提出AHA-WAM，基于双扩散Transformer（DiT）架构，将视频DiT作为低频世界规划器，维护滚动键值记忆编码长程场景演化；高频动作DiT通过分层联合注意力查询上下文，在闭环中执行短动作块。引入视界自适应偏移训练与观测引导视频上下文路由（OVCR），使动作专家无需重新运行视频DiT即可利用长程世界上下文并保持对实时状态的响应。在RoboTwin基准上平均成功率达92.80%，4项真实世界任务平均成功率78.3%，闭环控制频率24.17 Hz，相比Fast-WAM加速4.59倍，无需任何机器人数据预训练。

## 正文

World-action models have emerged as a promising paradigm for robot manipulation, jointly modeling visual scene dynamics and actions to inject physical priors into policy learning. However, existing world-action models couple world prediction and action execution at the same temporal resolution, forcing the world branch to model near-term frame variations that are redundant and weakly informative. We posit that strictly binding world prediction and action execution to the same temporal rhythm may underutilize the potential of the video branch for embodied control. Therefore, we propose AHA-WAM, an Asynchronous Horizon-Adaptive World-Action Model built on a dual Diffusion Transformer (DiT) architecture that reorganizes world-action modeling around this temporal asymmetry. AHA-WAM instantiates the video DiT as a low-frequency world planner that maintains rolling key-value memory over past observations and exposes reusable layerwise latent context encoding long-horizon scene evolution, while a high-frequency action DiT executes short action chunks in closed loop by querying this context through layerwise joint attention.
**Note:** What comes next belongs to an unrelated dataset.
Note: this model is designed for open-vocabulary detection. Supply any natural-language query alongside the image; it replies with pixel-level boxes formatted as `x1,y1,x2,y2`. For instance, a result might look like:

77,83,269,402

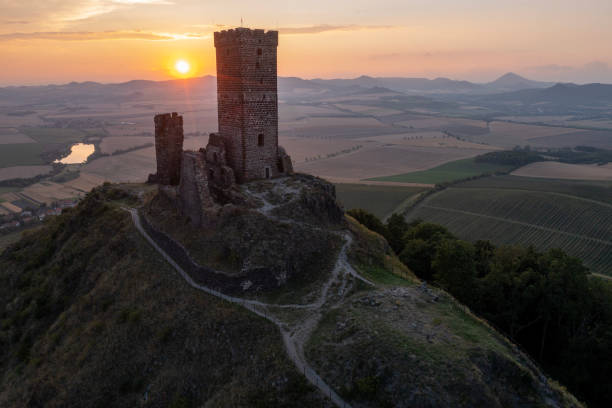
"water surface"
55,143,95,164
To support asynchronous execution, we introduce horizon-adaptive offset training and Observation-Guided Video-Context Routing (OVCR), which together let the action expert exploit long-horizon world context while remaining responsive to real-time execution state without rerunning the video DiT. Experiments on RoboTwin and real-world manipulation tasks show that AHA-WAM achieves state-of-the-art performance without any robot-data pretraining, attaining 92.80% average success on RoboTwin and 78.3% success across 4 real-world tasks, while reaching 24.17 Hz closed-loop control with a 4.59x speedup over Fast-WAM.